種村明は5年前、大学を卒業して、文京区の一般職員として区役所に入った。
だが退屈な一般職員の職はもともと学者になりたかった明になじめるものではなかった。
暇を見ては書いた論文を雑誌に発表すると、間もなく部長に呼ばれた。
これで首になるかと覚悟したのだが、部長は明に告げた。
「種村君、来月から区民部経済課に行ってくれないか?」
区民部経済課とは経済や産業、消費者相談などを担当する部署だ、決して花形の部署ではない。
「そこで消費生活相談員になってほしいんだ」
明は無言だった「閑職に飛ばされたか」
だが部長は言った
「決して左遷の類ではない、あの論文を区長が見てね」
「・・・。」
「論文の主張自体は賛成できるものではないが、いろいろな知識をちりばめて書いてあるので
その広い知識を生かして相談員になってほしいんだよ」
「はい、わかりました」

明の趣味は幅広い、コミケに同人誌に模型、無線、電気部品にコンピューターとオタクと呼ばれるもののほとんどに
手を出していた。それどころか腕前も確かで、コンピューターを中心に50以上の資格を持っていた。

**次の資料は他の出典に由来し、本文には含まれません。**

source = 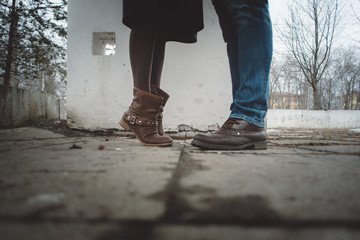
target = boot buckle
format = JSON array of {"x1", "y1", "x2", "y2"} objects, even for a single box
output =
[{"x1": 127, "y1": 115, "x2": 136, "y2": 125}]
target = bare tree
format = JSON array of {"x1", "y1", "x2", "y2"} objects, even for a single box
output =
[
  {"x1": 278, "y1": 0, "x2": 341, "y2": 110},
  {"x1": 334, "y1": 48, "x2": 360, "y2": 110}
]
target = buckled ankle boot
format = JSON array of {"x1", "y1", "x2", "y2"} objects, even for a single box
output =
[
  {"x1": 151, "y1": 84, "x2": 170, "y2": 136},
  {"x1": 120, "y1": 88, "x2": 173, "y2": 146}
]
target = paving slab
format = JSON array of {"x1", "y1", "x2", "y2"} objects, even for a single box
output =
[
  {"x1": 179, "y1": 143, "x2": 360, "y2": 222},
  {"x1": 0, "y1": 130, "x2": 182, "y2": 219}
]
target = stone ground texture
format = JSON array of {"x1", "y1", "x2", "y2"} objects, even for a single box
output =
[{"x1": 0, "y1": 126, "x2": 360, "y2": 240}]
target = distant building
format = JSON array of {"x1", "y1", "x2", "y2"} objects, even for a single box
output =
[{"x1": 269, "y1": 93, "x2": 306, "y2": 109}]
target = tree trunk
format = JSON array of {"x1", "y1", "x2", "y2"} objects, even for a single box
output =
[
  {"x1": 313, "y1": 87, "x2": 323, "y2": 110},
  {"x1": 4, "y1": 0, "x2": 19, "y2": 86}
]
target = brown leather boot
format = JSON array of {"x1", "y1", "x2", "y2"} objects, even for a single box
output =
[
  {"x1": 151, "y1": 84, "x2": 170, "y2": 136},
  {"x1": 120, "y1": 88, "x2": 173, "y2": 146},
  {"x1": 191, "y1": 118, "x2": 267, "y2": 150}
]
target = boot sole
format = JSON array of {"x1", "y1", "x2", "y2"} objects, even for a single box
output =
[
  {"x1": 191, "y1": 140, "x2": 267, "y2": 150},
  {"x1": 120, "y1": 119, "x2": 173, "y2": 147}
]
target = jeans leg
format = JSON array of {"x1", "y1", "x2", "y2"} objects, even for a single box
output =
[{"x1": 213, "y1": 0, "x2": 272, "y2": 127}]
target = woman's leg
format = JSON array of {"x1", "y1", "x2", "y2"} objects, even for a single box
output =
[
  {"x1": 150, "y1": 30, "x2": 167, "y2": 88},
  {"x1": 129, "y1": 21, "x2": 163, "y2": 92}
]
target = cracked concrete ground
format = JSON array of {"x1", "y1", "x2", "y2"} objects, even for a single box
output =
[{"x1": 0, "y1": 127, "x2": 360, "y2": 240}]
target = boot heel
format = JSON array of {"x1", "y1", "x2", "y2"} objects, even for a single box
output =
[
  {"x1": 254, "y1": 141, "x2": 267, "y2": 150},
  {"x1": 120, "y1": 119, "x2": 132, "y2": 131}
]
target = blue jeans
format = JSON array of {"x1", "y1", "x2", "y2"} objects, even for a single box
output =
[{"x1": 213, "y1": 0, "x2": 273, "y2": 127}]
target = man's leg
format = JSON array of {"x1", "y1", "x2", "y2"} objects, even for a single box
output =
[
  {"x1": 224, "y1": 0, "x2": 272, "y2": 127},
  {"x1": 192, "y1": 0, "x2": 272, "y2": 150}
]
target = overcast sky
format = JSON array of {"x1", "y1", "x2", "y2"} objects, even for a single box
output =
[{"x1": 269, "y1": 0, "x2": 360, "y2": 54}]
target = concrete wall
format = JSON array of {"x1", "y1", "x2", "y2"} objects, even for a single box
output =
[
  {"x1": 67, "y1": 0, "x2": 231, "y2": 130},
  {"x1": 267, "y1": 109, "x2": 360, "y2": 128},
  {"x1": 67, "y1": 0, "x2": 360, "y2": 131},
  {"x1": 0, "y1": 85, "x2": 66, "y2": 128}
]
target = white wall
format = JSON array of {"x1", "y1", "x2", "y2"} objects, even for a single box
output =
[
  {"x1": 267, "y1": 109, "x2": 360, "y2": 128},
  {"x1": 67, "y1": 0, "x2": 360, "y2": 130},
  {"x1": 67, "y1": 0, "x2": 231, "y2": 130}
]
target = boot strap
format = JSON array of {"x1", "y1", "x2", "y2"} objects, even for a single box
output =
[{"x1": 124, "y1": 112, "x2": 158, "y2": 127}]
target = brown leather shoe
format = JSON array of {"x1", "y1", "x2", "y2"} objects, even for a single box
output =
[
  {"x1": 120, "y1": 88, "x2": 173, "y2": 146},
  {"x1": 191, "y1": 118, "x2": 267, "y2": 150},
  {"x1": 151, "y1": 84, "x2": 170, "y2": 135}
]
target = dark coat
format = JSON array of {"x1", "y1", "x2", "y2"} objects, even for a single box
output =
[{"x1": 123, "y1": 0, "x2": 204, "y2": 43}]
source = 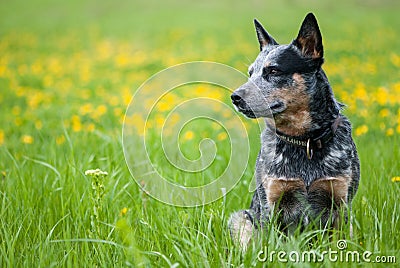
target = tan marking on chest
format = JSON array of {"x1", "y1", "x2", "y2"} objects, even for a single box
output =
[
  {"x1": 308, "y1": 176, "x2": 351, "y2": 205},
  {"x1": 263, "y1": 177, "x2": 306, "y2": 205}
]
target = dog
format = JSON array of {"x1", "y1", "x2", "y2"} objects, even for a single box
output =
[{"x1": 228, "y1": 13, "x2": 360, "y2": 249}]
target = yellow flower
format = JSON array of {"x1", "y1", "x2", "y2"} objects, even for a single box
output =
[
  {"x1": 71, "y1": 115, "x2": 82, "y2": 132},
  {"x1": 21, "y1": 135, "x2": 33, "y2": 144},
  {"x1": 0, "y1": 129, "x2": 4, "y2": 145},
  {"x1": 183, "y1": 130, "x2": 194, "y2": 140},
  {"x1": 355, "y1": 125, "x2": 368, "y2": 136},
  {"x1": 392, "y1": 176, "x2": 400, "y2": 182},
  {"x1": 217, "y1": 132, "x2": 228, "y2": 141},
  {"x1": 379, "y1": 109, "x2": 390, "y2": 117},
  {"x1": 386, "y1": 128, "x2": 394, "y2": 136},
  {"x1": 56, "y1": 135, "x2": 65, "y2": 145},
  {"x1": 35, "y1": 120, "x2": 43, "y2": 130},
  {"x1": 85, "y1": 123, "x2": 96, "y2": 132},
  {"x1": 119, "y1": 207, "x2": 128, "y2": 217}
]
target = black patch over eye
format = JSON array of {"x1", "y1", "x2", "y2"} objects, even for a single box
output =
[{"x1": 263, "y1": 66, "x2": 282, "y2": 80}]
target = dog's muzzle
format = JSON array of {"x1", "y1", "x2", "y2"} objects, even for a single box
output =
[{"x1": 231, "y1": 92, "x2": 256, "y2": 118}]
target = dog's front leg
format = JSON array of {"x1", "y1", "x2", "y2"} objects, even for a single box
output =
[{"x1": 228, "y1": 209, "x2": 257, "y2": 251}]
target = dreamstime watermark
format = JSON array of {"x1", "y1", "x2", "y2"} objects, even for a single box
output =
[
  {"x1": 122, "y1": 62, "x2": 274, "y2": 207},
  {"x1": 257, "y1": 240, "x2": 396, "y2": 263}
]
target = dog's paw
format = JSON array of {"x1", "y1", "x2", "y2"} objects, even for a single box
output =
[{"x1": 228, "y1": 210, "x2": 256, "y2": 251}]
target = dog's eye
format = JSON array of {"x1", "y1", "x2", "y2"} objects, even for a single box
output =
[
  {"x1": 267, "y1": 67, "x2": 281, "y2": 75},
  {"x1": 264, "y1": 66, "x2": 282, "y2": 80}
]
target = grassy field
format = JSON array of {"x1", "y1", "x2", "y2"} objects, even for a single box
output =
[{"x1": 0, "y1": 0, "x2": 400, "y2": 267}]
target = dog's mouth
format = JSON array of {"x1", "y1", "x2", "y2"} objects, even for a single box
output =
[
  {"x1": 234, "y1": 101, "x2": 286, "y2": 119},
  {"x1": 234, "y1": 105, "x2": 257, "y2": 119}
]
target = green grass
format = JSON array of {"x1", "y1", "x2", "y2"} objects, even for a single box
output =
[{"x1": 0, "y1": 0, "x2": 400, "y2": 267}]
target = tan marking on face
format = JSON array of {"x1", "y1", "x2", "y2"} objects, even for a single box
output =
[
  {"x1": 308, "y1": 177, "x2": 351, "y2": 205},
  {"x1": 268, "y1": 73, "x2": 311, "y2": 136},
  {"x1": 263, "y1": 177, "x2": 306, "y2": 205}
]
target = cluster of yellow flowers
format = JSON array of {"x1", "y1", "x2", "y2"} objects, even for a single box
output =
[{"x1": 0, "y1": 32, "x2": 400, "y2": 148}]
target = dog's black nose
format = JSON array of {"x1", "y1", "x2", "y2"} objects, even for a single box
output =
[{"x1": 231, "y1": 93, "x2": 242, "y2": 104}]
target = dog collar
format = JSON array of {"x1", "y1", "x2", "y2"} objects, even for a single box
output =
[{"x1": 275, "y1": 115, "x2": 342, "y2": 160}]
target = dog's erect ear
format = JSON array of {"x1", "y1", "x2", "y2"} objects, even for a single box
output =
[
  {"x1": 254, "y1": 19, "x2": 278, "y2": 51},
  {"x1": 294, "y1": 13, "x2": 324, "y2": 59}
]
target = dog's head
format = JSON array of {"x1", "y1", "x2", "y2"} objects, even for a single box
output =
[{"x1": 231, "y1": 13, "x2": 323, "y2": 134}]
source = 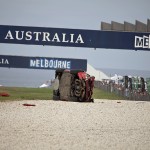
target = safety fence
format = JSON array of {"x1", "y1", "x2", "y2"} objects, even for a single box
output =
[{"x1": 94, "y1": 81, "x2": 150, "y2": 101}]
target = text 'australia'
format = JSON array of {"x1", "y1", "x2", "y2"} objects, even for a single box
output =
[{"x1": 5, "y1": 30, "x2": 84, "y2": 44}]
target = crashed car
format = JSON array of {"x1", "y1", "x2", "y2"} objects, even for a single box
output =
[{"x1": 53, "y1": 70, "x2": 95, "y2": 102}]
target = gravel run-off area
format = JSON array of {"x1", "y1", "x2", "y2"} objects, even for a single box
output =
[{"x1": 0, "y1": 99, "x2": 150, "y2": 150}]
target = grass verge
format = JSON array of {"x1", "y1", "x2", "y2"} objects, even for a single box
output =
[{"x1": 0, "y1": 87, "x2": 123, "y2": 101}]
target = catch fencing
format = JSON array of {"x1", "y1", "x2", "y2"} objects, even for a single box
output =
[{"x1": 94, "y1": 81, "x2": 150, "y2": 101}]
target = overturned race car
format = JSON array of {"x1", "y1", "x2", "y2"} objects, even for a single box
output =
[{"x1": 53, "y1": 70, "x2": 95, "y2": 102}]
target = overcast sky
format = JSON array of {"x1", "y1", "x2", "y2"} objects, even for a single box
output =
[{"x1": 0, "y1": 0, "x2": 150, "y2": 70}]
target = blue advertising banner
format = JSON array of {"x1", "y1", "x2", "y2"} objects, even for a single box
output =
[
  {"x1": 0, "y1": 55, "x2": 87, "y2": 71},
  {"x1": 0, "y1": 25, "x2": 150, "y2": 50}
]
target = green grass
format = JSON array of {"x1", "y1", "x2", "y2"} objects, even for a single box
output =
[{"x1": 0, "y1": 87, "x2": 123, "y2": 101}]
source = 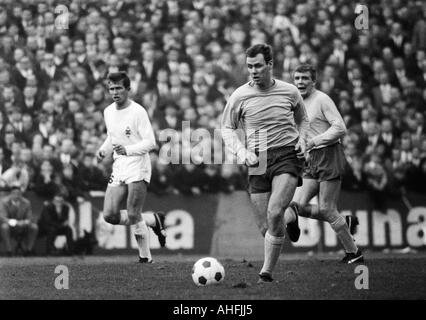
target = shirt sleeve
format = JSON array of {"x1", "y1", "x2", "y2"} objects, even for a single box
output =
[
  {"x1": 99, "y1": 133, "x2": 113, "y2": 154},
  {"x1": 293, "y1": 90, "x2": 309, "y2": 144},
  {"x1": 125, "y1": 108, "x2": 156, "y2": 156},
  {"x1": 221, "y1": 95, "x2": 247, "y2": 162},
  {"x1": 312, "y1": 96, "x2": 346, "y2": 146}
]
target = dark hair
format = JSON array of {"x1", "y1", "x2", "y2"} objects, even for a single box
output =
[
  {"x1": 246, "y1": 43, "x2": 273, "y2": 63},
  {"x1": 107, "y1": 71, "x2": 130, "y2": 90},
  {"x1": 293, "y1": 63, "x2": 317, "y2": 81}
]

頼まれれば料理から日曜大工からパソコンの組み立てまで引き受けていた。
それだけに知識も豊富で、誰が来ても明とは話が合った。
だが相談員の仕事は明には苦痛だった。知識があればある程話をしたがらないものだが
明もその例にもれず、相談者がいなければほとんど何もしゃべらず、一人で黙々とパソコンをたたいていた。

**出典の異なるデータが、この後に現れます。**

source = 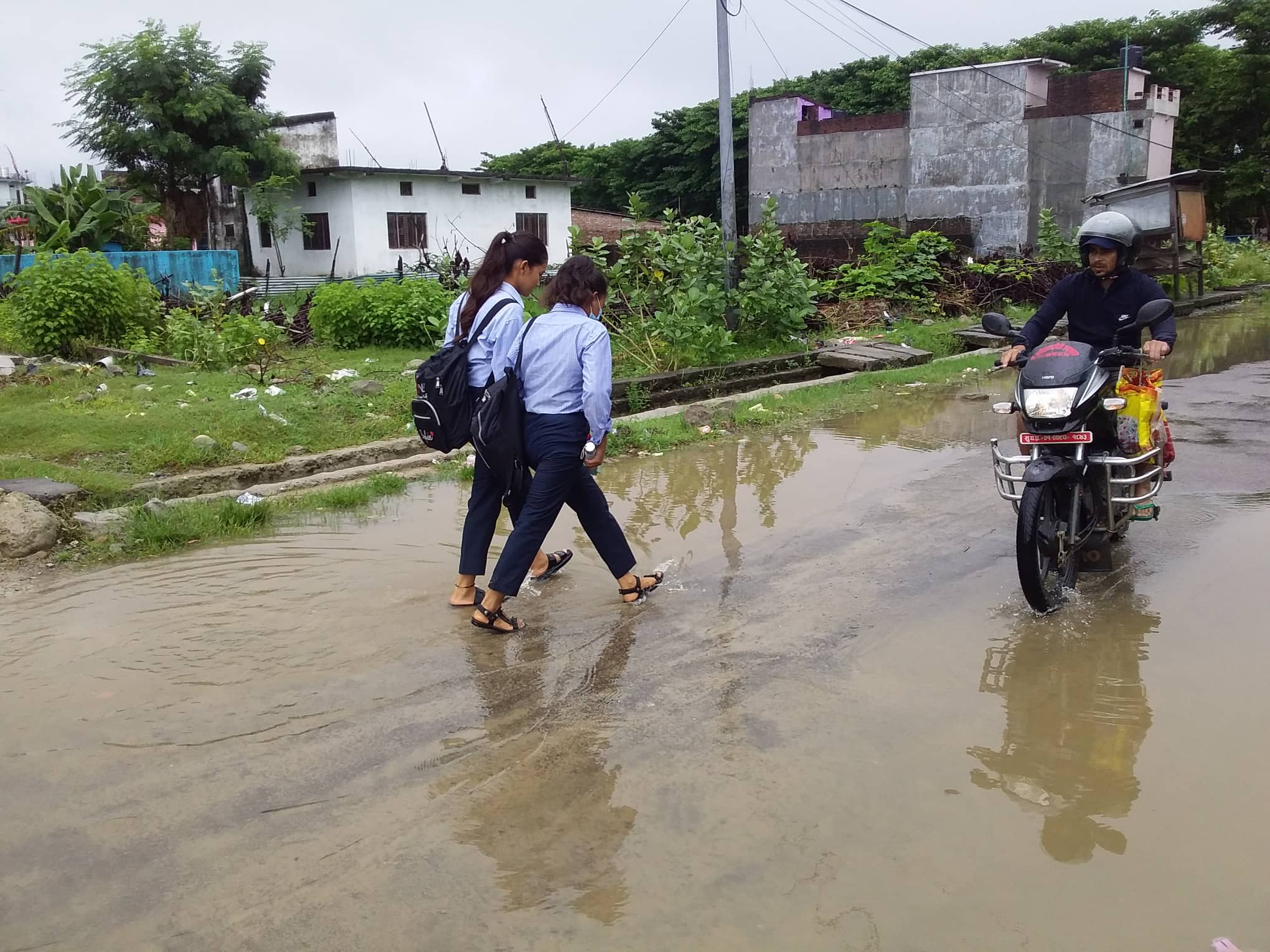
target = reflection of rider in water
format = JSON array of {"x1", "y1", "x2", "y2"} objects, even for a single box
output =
[{"x1": 969, "y1": 593, "x2": 1160, "y2": 863}]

ただ昼食の時は女子と一緒にお弁当を広げることが多かった。
「種村さん、今日もお弁当がすごいですね」
「やだなあ、これは昨日の残りだよ」
「でもすごい、いただいていいですか?」
「ああ、私を生涯独身にしようというだけのものだからな」
「風呂敷も変わってますね?」
「妹の古着から作ったんだ。確かこれは「ベイビー・ザ・スターシャインブライト」だったかな?」
「ええ~」「そういえば刺繍が入っている」
「これは私が入れたの。小学生の時から刺繍は得意だったからね」
「種村さん公務員やめても生活できたりして」
「そうかもしれないね」
そこへ同僚の木下陽二がやってきた。
「おーい、種村!都築課長がお呼びだ!」
「すぐ伺うと伝えといて」
明は昼食を済ませてすぐ課長の元へ向かった。

「種村君、君は同人誌というのは知っているかね?」
「はあ、いくらか」
「実を言うとね、都内を中心にこの頃同人誌で高額の料金を取られたと苦情が相次いでいるんだよ」
同人誌やコミケにかかる金は一回でも高ければ数万にもなる。それでも自分は高いと思ったことはなかった。
「これなんだがね」
そういうと都築課長は一冊の本を出した。B4判で150ページもあろうか。
ただし全部原稿をコピーして印刷に回しただけの本だった。
本のタイトルは「幸せの輪」と書いてあった。
「いや、自分がかかわるような世界とは違うと思いますが?」
「といっても23区の区役所の中で同人誌に詳しいのは君しかいない、
すまんが頼む」

「まいったなあ、どうすればいいんだ?」
コミケの常連である明でもこんな依頼は初めてである。
「とりあえずあの場所に行くか」
明が何か悩みがあるとき行く場所があった。それは文京区役所のある本郷から
ほど近い、飯田橋駅前にある「東京大神宮」だった。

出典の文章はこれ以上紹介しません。